Archiv für das Tag 'käuter'

Rosmarin und seine vielseitigkeit

admin 7. Juni 2008

Rosmarinus officinalis gehört zu den Lippenblütlern. Aber auch unter den Namen wie Marienkraut, Weihrauchkraut, Meertau, Balsamkraut oder Brautkraut bekannt. Gemeint ist eigentlich der gemeine Rosmarin. Der Strauch kann bis zu 2m Höhe erreichen. In kälteren Regionen wie im Norden bleibt er jedoch kleiner. Mit seinen charakteristischen nadelartigen gräulichen beharrten Blättern und seinem unverkennbaren Duft, lässt er schon erahnen, dass er viele ätherische Öle besitzt, die gerne in der Heilkunde verwendet werden. Das meiste davon ist jedoch Kampfer neben den Gerb,- und Bitterstoffen.

Rosmarin liebt es warm und vor allem liebt er die Sonne, was aufgrund seiner mediterranen Herkunft zurück zu führen ist. Vor allem wird er gerne für Geflügel, Lamm, Wild und auch Fisch verwendet. Doch für verschiedene Gemüsegerichte wie Auberginen, Tomaten oder Zucchini, verschiedene Hülsenfrüchte und Kartoffeln eignet er sich hervorragend. Doch auch wegen seiner hervorragenden Heileigenschaften wird er in der Heilkunde gerne angewendet. Denn er fördert die Verdauung, stärkt die Nerven und wird in Rheumasalben verarbeitet. Durch seine Inhaltstoffe wirkt Rosmarin ebenfalls bei Erschöpfungszuständen, Kopfschmerzen, Magenproblemen und regt die Gallen und Magensaftproduktion an.

Selbst in der Kosmetik spielt er keine unbedeutende Rolle, da in Parfüms oder Badezusätzen sich ebenfalls hervorragend eignet. Kenner und Liebhaber dieses Krauts wissen auch das Rosmarinöl zu schätzen, denn der würzige Geschmack bereichert so manche Fleischleckerei aus der Pfanne. Rosmarin sollte in keiner mediterranen Küche fehlen, denn durch seinen würzig frischen Geschmack, verleiht er so manchen typischen Gerichten erst ihren unvergleichlichen Geschmack. Man sollte ihn jedoch wegen seines intensiven Geschmacks etwas sparsam verwenden, denn nimmt man zu viel davon, kann es leicht bitter schmecken.

Geschichte über Gewürze

admin 29. März 2008

Es gibt unzählige Geschichten über Kriege und Mächte, Weltherrschaften usw.
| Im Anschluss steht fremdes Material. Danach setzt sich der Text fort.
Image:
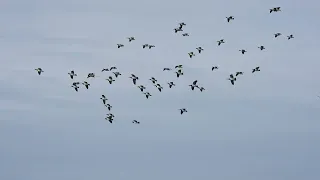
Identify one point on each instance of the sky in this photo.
(264, 127)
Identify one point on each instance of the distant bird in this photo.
(135, 122)
(145, 45)
(230, 18)
(147, 94)
(277, 34)
(214, 67)
(232, 79)
(153, 80)
(39, 70)
(220, 42)
(191, 54)
(242, 51)
(134, 78)
(104, 99)
(86, 84)
(142, 88)
(116, 74)
(108, 106)
(110, 79)
(171, 84)
(183, 110)
(131, 39)
(199, 49)
(185, 34)
(72, 74)
(290, 36)
(256, 69)
(239, 73)
(75, 87)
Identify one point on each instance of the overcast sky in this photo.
(265, 127)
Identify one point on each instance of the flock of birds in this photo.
(178, 70)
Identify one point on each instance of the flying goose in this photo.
(214, 67)
(39, 70)
(290, 36)
(230, 18)
(171, 84)
(242, 51)
(116, 74)
(185, 34)
(131, 39)
(110, 79)
(147, 94)
(86, 84)
(220, 42)
(199, 49)
(141, 87)
(256, 69)
(183, 110)
(108, 106)
(239, 73)
(135, 122)
(103, 98)
(191, 54)
(72, 74)
(277, 34)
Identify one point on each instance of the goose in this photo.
(256, 69)
(141, 87)
(179, 66)
(91, 75)
(116, 74)
(242, 51)
(277, 34)
(145, 45)
(214, 67)
(290, 36)
(131, 39)
(239, 73)
(153, 80)
(108, 106)
(103, 98)
(72, 74)
(147, 94)
(232, 79)
(171, 84)
(134, 78)
(75, 87)
(135, 122)
(86, 84)
(185, 34)
(120, 45)
(110, 79)
(230, 18)
(191, 54)
(39, 70)
(183, 110)
(199, 49)
(220, 42)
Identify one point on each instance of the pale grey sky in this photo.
(265, 127)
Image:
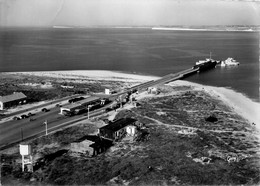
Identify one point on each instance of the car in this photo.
(24, 116)
(45, 110)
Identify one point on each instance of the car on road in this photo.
(58, 105)
(30, 114)
(45, 110)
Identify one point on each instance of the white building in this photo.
(12, 100)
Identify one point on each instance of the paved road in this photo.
(39, 106)
(12, 132)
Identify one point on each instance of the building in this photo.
(90, 145)
(118, 129)
(82, 147)
(70, 108)
(16, 98)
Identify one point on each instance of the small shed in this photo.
(119, 128)
(11, 100)
(82, 147)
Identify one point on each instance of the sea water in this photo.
(135, 50)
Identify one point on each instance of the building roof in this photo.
(119, 124)
(88, 100)
(12, 97)
(71, 106)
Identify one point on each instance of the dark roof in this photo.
(12, 97)
(119, 124)
(88, 100)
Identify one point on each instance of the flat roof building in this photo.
(118, 129)
(11, 100)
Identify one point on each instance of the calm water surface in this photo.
(142, 51)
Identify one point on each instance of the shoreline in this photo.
(239, 103)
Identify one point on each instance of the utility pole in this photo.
(46, 127)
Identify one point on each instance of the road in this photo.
(12, 132)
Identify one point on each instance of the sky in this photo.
(128, 12)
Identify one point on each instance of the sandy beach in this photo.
(241, 104)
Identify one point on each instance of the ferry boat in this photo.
(229, 62)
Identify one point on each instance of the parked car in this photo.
(58, 105)
(16, 118)
(108, 109)
(45, 110)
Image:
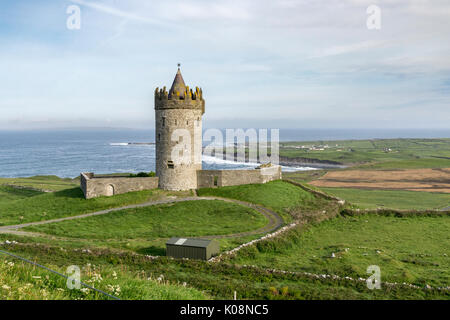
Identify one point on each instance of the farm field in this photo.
(430, 180)
(413, 250)
(392, 173)
(394, 199)
(375, 153)
(127, 246)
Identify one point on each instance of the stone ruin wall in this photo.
(93, 186)
(206, 178)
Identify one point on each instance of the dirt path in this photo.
(275, 221)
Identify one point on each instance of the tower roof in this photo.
(178, 84)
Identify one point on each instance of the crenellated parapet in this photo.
(187, 99)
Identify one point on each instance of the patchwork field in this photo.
(430, 180)
(113, 249)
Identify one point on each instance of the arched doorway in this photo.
(109, 190)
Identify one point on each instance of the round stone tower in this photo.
(178, 130)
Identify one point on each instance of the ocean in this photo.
(66, 153)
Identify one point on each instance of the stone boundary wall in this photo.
(222, 178)
(93, 186)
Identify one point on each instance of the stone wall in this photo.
(93, 186)
(178, 130)
(222, 178)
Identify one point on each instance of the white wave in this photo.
(215, 160)
(119, 144)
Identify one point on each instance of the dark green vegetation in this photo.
(20, 281)
(395, 199)
(410, 249)
(413, 250)
(69, 202)
(286, 199)
(219, 281)
(42, 183)
(183, 219)
(146, 230)
(377, 153)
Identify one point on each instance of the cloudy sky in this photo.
(278, 63)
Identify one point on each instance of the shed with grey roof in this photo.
(201, 249)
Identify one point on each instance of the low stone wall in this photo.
(93, 186)
(222, 178)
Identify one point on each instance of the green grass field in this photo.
(413, 250)
(45, 183)
(410, 249)
(405, 153)
(69, 202)
(21, 281)
(146, 230)
(286, 199)
(183, 219)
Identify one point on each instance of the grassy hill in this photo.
(116, 245)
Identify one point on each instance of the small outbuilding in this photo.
(201, 249)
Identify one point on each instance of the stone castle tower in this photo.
(178, 130)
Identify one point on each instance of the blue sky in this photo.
(279, 64)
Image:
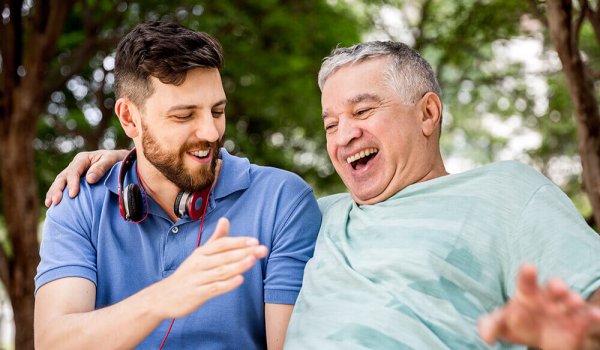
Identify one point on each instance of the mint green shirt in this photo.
(417, 270)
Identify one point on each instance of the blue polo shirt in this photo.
(86, 237)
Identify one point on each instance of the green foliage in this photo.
(272, 54)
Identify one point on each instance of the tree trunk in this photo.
(24, 97)
(564, 33)
(21, 210)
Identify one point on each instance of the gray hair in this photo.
(408, 73)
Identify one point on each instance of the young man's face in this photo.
(375, 141)
(182, 128)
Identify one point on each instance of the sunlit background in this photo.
(504, 94)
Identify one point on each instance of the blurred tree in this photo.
(565, 22)
(504, 94)
(56, 68)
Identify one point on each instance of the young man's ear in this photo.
(431, 108)
(128, 116)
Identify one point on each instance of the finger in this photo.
(54, 194)
(101, 163)
(527, 285)
(224, 244)
(231, 256)
(221, 287)
(226, 271)
(595, 313)
(490, 326)
(75, 170)
(221, 230)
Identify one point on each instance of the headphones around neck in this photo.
(131, 197)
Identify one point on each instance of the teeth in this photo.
(200, 154)
(361, 154)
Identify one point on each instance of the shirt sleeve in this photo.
(552, 235)
(293, 244)
(67, 248)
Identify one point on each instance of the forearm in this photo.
(120, 326)
(592, 340)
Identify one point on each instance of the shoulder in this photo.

Jedoch dürfte kaum ein anderes Lebensmittel wie Gewürze die Gemüter schon zu Antikzeiten so erhitzt haben. Nicht nur Streitereien kamen deswegen zu Stande, nein es wurden auch erbitterte Kriege deswegen geführt.
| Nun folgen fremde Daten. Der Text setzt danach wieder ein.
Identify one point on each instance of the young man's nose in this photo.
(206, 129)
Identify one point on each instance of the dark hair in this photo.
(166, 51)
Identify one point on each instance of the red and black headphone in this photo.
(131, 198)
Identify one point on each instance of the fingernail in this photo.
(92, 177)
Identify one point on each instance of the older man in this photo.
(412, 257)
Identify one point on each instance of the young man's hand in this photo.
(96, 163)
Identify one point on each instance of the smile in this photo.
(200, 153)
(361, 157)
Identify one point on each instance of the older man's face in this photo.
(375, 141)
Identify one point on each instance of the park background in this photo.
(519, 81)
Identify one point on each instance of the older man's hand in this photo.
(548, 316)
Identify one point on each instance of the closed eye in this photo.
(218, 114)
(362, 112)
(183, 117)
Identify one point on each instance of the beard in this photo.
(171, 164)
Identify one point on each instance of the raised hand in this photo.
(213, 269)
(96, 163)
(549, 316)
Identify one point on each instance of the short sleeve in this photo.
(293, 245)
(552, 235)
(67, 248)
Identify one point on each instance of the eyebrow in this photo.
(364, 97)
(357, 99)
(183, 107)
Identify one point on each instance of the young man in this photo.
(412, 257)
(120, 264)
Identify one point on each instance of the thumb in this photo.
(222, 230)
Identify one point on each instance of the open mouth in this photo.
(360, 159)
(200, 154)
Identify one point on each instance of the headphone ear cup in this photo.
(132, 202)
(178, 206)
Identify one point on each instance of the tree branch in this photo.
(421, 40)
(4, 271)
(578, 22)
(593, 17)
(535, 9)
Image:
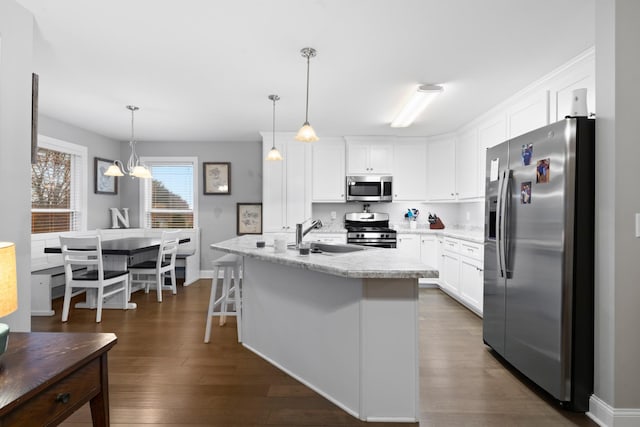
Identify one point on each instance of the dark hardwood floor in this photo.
(161, 373)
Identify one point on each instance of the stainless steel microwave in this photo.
(369, 188)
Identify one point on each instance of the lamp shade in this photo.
(8, 281)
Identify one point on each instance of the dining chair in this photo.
(153, 271)
(86, 251)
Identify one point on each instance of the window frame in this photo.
(79, 185)
(166, 160)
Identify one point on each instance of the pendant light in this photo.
(306, 132)
(274, 154)
(135, 168)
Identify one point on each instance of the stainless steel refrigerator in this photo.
(539, 245)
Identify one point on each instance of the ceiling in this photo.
(201, 70)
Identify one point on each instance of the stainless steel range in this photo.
(369, 229)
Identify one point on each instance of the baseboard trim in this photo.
(607, 416)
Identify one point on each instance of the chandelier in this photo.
(135, 168)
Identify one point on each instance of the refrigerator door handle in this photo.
(499, 227)
(506, 177)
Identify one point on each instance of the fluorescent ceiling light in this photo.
(418, 102)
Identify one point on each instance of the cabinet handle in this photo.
(63, 397)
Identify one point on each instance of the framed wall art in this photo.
(249, 218)
(217, 177)
(104, 184)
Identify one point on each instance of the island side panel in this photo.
(307, 324)
(390, 351)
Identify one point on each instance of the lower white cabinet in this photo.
(471, 282)
(409, 245)
(461, 271)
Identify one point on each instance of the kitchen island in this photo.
(344, 324)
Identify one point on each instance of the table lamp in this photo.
(8, 289)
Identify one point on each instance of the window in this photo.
(58, 187)
(168, 200)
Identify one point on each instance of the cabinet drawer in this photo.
(450, 245)
(471, 250)
(78, 388)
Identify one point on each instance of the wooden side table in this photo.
(45, 377)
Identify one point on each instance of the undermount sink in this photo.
(335, 247)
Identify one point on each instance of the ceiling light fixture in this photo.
(306, 132)
(274, 154)
(135, 168)
(418, 102)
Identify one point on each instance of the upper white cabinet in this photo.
(369, 155)
(410, 169)
(581, 75)
(286, 184)
(490, 133)
(441, 168)
(328, 170)
(467, 165)
(528, 114)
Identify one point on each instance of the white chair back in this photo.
(83, 251)
(168, 248)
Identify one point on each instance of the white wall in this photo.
(16, 44)
(617, 377)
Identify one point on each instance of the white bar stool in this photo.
(230, 264)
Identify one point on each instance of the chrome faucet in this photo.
(300, 233)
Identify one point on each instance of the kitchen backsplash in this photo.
(468, 215)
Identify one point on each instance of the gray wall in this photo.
(16, 46)
(217, 214)
(98, 215)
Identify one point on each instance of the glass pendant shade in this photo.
(113, 170)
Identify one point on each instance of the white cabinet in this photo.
(328, 171)
(467, 165)
(528, 114)
(471, 282)
(410, 169)
(430, 254)
(490, 133)
(462, 272)
(582, 75)
(286, 184)
(441, 168)
(369, 155)
(408, 245)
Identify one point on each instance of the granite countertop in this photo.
(473, 235)
(366, 263)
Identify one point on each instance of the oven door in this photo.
(373, 243)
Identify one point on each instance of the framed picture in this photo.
(104, 184)
(217, 178)
(249, 217)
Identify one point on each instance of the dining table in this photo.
(119, 254)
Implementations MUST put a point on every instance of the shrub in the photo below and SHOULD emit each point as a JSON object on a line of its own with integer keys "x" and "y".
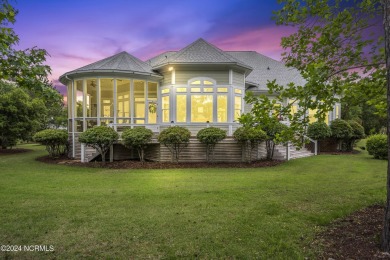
{"x": 138, "y": 138}
{"x": 377, "y": 146}
{"x": 357, "y": 133}
{"x": 340, "y": 129}
{"x": 99, "y": 137}
{"x": 273, "y": 129}
{"x": 210, "y": 137}
{"x": 175, "y": 138}
{"x": 318, "y": 131}
{"x": 55, "y": 140}
{"x": 249, "y": 137}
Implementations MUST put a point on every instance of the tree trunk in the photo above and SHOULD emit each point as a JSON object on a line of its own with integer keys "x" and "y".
{"x": 385, "y": 243}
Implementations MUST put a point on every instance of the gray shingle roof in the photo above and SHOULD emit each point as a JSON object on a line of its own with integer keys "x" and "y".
{"x": 122, "y": 62}
{"x": 199, "y": 51}
{"x": 265, "y": 68}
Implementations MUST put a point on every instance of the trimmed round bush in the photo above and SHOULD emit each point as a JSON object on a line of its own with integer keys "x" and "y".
{"x": 99, "y": 137}
{"x": 138, "y": 138}
{"x": 377, "y": 146}
{"x": 175, "y": 138}
{"x": 210, "y": 137}
{"x": 55, "y": 140}
{"x": 318, "y": 130}
{"x": 340, "y": 129}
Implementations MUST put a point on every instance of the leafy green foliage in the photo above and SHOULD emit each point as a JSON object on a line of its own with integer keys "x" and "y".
{"x": 249, "y": 137}
{"x": 99, "y": 137}
{"x": 341, "y": 129}
{"x": 55, "y": 140}
{"x": 19, "y": 114}
{"x": 138, "y": 138}
{"x": 377, "y": 146}
{"x": 318, "y": 130}
{"x": 175, "y": 138}
{"x": 210, "y": 137}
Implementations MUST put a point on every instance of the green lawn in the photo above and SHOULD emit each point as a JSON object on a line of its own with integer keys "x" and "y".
{"x": 206, "y": 213}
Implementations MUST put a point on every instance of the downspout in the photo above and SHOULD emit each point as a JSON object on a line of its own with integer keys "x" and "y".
{"x": 72, "y": 115}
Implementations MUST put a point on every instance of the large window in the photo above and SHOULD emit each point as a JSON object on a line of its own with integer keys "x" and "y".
{"x": 139, "y": 101}
{"x": 107, "y": 97}
{"x": 201, "y": 108}
{"x": 91, "y": 98}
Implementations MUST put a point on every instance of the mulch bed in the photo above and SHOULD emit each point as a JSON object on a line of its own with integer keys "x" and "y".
{"x": 13, "y": 151}
{"x": 355, "y": 237}
{"x": 130, "y": 164}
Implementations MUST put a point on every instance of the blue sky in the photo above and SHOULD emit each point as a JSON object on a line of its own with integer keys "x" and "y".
{"x": 76, "y": 33}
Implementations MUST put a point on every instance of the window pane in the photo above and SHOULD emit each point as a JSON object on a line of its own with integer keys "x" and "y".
{"x": 79, "y": 98}
{"x": 237, "y": 107}
{"x": 181, "y": 108}
{"x": 238, "y": 91}
{"x": 181, "y": 90}
{"x": 201, "y": 108}
{"x": 222, "y": 90}
{"x": 222, "y": 108}
{"x": 123, "y": 97}
{"x": 152, "y": 102}
{"x": 139, "y": 99}
{"x": 165, "y": 109}
{"x": 196, "y": 82}
{"x": 107, "y": 97}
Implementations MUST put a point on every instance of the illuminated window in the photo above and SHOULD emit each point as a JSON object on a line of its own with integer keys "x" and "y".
{"x": 222, "y": 108}
{"x": 139, "y": 100}
{"x": 91, "y": 98}
{"x": 79, "y": 98}
{"x": 237, "y": 107}
{"x": 201, "y": 108}
{"x": 165, "y": 109}
{"x": 181, "y": 90}
{"x": 196, "y": 82}
{"x": 107, "y": 97}
{"x": 152, "y": 102}
{"x": 123, "y": 97}
{"x": 181, "y": 108}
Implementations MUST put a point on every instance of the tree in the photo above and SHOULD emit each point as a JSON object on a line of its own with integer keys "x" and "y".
{"x": 138, "y": 138}
{"x": 99, "y": 137}
{"x": 26, "y": 68}
{"x": 334, "y": 49}
{"x": 210, "y": 136}
{"x": 19, "y": 114}
{"x": 249, "y": 137}
{"x": 175, "y": 138}
{"x": 56, "y": 141}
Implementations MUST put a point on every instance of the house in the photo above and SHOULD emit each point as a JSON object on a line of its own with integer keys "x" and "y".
{"x": 197, "y": 86}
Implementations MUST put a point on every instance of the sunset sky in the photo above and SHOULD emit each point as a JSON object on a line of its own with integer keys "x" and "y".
{"x": 76, "y": 33}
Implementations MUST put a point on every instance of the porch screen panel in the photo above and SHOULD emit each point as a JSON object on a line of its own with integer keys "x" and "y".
{"x": 123, "y": 99}
{"x": 152, "y": 102}
{"x": 107, "y": 97}
{"x": 79, "y": 97}
{"x": 181, "y": 108}
{"x": 139, "y": 101}
{"x": 91, "y": 98}
{"x": 222, "y": 108}
{"x": 201, "y": 108}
Seit wann Gewürze benutzt werden, kann keiner sagen. Es muß jedoch schon einige tausend Jahre her sein. Vielleicht ein kleiner Auszug dazu, aus einem Buch, das ich mal gelesen habe. Es handelte sich um Afrika in der Dürrezeit, als man auf den großen Regen wartete. Die Frauen, als sowohl auch die Kinder gingen umher und sammelten Maden, Käfer, Würmer und noch allerlei anderes, das in einen großden Suppentopf und ziemlich scharf gewürzt wurde, um den nicht gerade delikaten Geschmack aufzubessern. Gerne wurde dazu auch die Rinde des Affenbrotbaumes genommen oder die kerne von Johannisbrotbaumes. Die Schoten wurden aufgeschnitten und die Kerne genommen. Doch damals waren die Gewürze so kostbar, das sie mit Gold, Schmuck, ja teilweise mit Seide, edlen Geschmeiden bzw. mit Edelsteinen aufgewogen wurden. In manchen Teilen der Welt waren die Gewürze nur für die Reichen, während in anderewn Teilen der Welt auch die Speisen der Sklaven damit gewürzt wurden. Was wiederum als reiner Eigennutz diente, damit die Sklaven gesund bleiben sollten. Inwieweit Gewürze der Gesunderhaltung dienten, war aber zu diesem Zeitpunkt noch nicht bekannt. Jedoch waren Gewürze erstmals den Großen, Reichen und Mächtigen vorbehalten. Deshalb wurden Venezianer oder die Händler der Araber reicher denn je. Die bekanntesten dürften jedoch die Fugger Kaufleute sein. Durch geschicktes Handeln kamen Sie schnell zu Berühmtheit und vor allen Dingen zu Reichtum.